Opinión
Ernesto de Hannover: con él llega el fin de una época
El ingreso esta semana de Ernesto de Hannover en un centro de rehabilitación ha sido un mazazo para el mundo VIP, que todavía se regocijaba con la luna de miel de Meghan y Harry. Inesperado pero previsible, dado su ritmo de vida. Supone un fuerte golpe para lo más alto de las linajudas europeas, que ya estaban hartas de sus crecientes desvaríos. Quizá el más sonado fue su aún no explicada ausencia en la boda de nuestro príncipe heredero. Lo esperaban hasta con tañer de timbales y que no apareciera provocó un desencanto colectivo entre la realeza presente en Madrid. Lo aguardaron en vano y a pesar de conocer sus huidas, casi tropelías, como en este caso, aseguran quienes juraron haberlo visto días antes muy alegre en los regios salones hoteleros de la soleada terraza del Club Náutico de Palma, que siempre acogía la Copa del Rey cual corte estival.

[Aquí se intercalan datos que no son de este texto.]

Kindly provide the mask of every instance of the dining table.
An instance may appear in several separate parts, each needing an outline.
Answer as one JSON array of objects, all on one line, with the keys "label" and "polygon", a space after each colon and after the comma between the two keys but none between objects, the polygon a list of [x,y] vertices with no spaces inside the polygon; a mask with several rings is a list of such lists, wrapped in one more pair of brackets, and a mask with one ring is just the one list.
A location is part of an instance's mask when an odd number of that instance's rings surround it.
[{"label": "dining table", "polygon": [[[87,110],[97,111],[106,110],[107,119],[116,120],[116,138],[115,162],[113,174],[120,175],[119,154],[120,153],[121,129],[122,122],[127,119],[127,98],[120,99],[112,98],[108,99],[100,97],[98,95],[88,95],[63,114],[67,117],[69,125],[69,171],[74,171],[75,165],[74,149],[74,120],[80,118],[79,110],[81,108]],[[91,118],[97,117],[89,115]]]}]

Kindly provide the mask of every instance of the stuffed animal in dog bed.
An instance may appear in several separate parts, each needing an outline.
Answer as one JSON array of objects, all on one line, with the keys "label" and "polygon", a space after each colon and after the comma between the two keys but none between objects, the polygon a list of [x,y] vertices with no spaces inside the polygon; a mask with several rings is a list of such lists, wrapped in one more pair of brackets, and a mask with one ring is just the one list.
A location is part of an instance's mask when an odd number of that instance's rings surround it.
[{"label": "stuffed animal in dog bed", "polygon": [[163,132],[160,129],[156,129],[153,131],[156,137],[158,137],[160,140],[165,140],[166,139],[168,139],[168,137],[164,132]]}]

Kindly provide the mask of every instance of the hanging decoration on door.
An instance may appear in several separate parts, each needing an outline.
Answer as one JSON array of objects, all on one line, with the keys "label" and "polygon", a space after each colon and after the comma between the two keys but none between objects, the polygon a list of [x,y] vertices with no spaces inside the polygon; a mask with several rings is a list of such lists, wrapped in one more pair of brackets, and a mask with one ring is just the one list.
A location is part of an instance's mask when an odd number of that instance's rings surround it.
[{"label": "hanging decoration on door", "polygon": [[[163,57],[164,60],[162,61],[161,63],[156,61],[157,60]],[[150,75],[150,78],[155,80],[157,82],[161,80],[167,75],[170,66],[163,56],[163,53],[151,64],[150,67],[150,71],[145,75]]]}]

Lo esperaron en vano en Madrid conocedores de que a la hora de la cita catedralicia él andaba perdido y sin ánimo de ornamentar el cortejo casamentero donde era uno de los más distinguidos invitados dada la antigüedad de su dinastía. Todo eran preguntas incluso disparatadas: «Pero, ¿dónde se ha metido tras verlo por la barra del Palace?», repetían bajo la lluvia que les aplacaba y teñía de rojo las faldas femeninas, ánimos y plumerío desconcertados sin llegar a pensar que Hannover iba de auténtico plante a sus aristocráticos compañeros. Recuerdo que no quitaban ojo a Carolina, semi escondida por vergüenza bajo un enorme pamelón muy favorecedor. Aumentaba la intriga. Don Juan Carlos puso cara de circunstancia porque conocía el percal y sus ojos controlaban a Carolina, que dejó de ser princesa de cuento para convertirse en alteza real de una de las más antiguas coronas europeas. Lo pagó caro.
Abuso de posición
«Lo de Ernesto no tiene nombre», criticaban despiadadamente, aunque sabían con qué frecuencia solía escaquearse en eventos y festejos similares. El príncipe más famoso de Alemania abusaba de posición y apellido, que siempre perdonaban lo que algunos benévolos calificaban de «extravagancias» y era en realidad un alcoholismo que ya vencía a su cuerpo tan galán, distinción heredada por sus tres hijos. Primo hermano de Doña Sofía, en Zarzuela hasta justificaron su inesperada desaparición gracias a una intriga digna de Hitchcock. Por los finos y un tanto desfasados modales de Ernesto –que algún año fue huésped marbellero, pero dejó de ir porque se aburría en las fiestas donde destacaba al lado de la baronesa Thyssen y otras habituales de la cita agosteña–, puede decirse que era el último dandi que sobrevivía a un tiempo de castas privilegiadas. Cuando está sereno es todo un elegante caballero prototipo de buena cuna. Luego pierde los papeles por estar alcoholizado y por vivir permanentemente con el páncreas inflamado, males que no le impiden las buenas maneras y el saber estar incluso estando como una cuba. Peligra su vida y su decadente salud pródiga en alucinaciones, situación que ha obligado a que lo internen en una clínica de Bunse. Suena a remedio o a encierro desesperado. Repasando su disipada y disparatada vida, uno imagina lo que debió de pasar Carolina, que, tras superar la muerte de su segundo marido, que vino tras Philippe Junot –también un punto y aparte con reparos–, hace años que se alejó y no quiso saber de quien todavía es su estropeado esposo ante Dios, los hombres y las lenguas viperinas desatadas. Todavía endulzados y relamiéndose por el lucido, modélico y antiquísimo bodón inglés, tan penosa situación ahora ocupa la actualidad con mucho movimiento de cabeza y temiendo por su vida en plena juventud. Ernesto tiene solo 64 años, aunque está envejecido por los excesos, y de eso hablaron sin tapujos cuando lo dejó una Carolina no dispuesta a aguantar más numeritos tal los que placían a Junot. Por muy enamorada que estuviera, se acabó hartando de los caprichos maritales, por distraídos que pareciesen. Junot fue otro que como Ernesto se dejaba caer por Marbella y más de un verano se le vio circunstancialmente con los entonces Reyes de España, ya que su prima procuraba darle ocasiones donde, amparando sus excesos, destacase el pedigrí histórico al que ambos pertenecen.
Si a todo esto añadimos que Isabel Pantoja alquiló hace unos meses el barco de Ernesto de Hannover para navegar con su troupe familiar, no me digan si no sobran motivos de interés, curiosidad y morbo para convertir el trance en lo más sobresaliente a nivel de alturas. Ni de un culebrón, y luego dicen de la revisada «Dinastía» televisiva.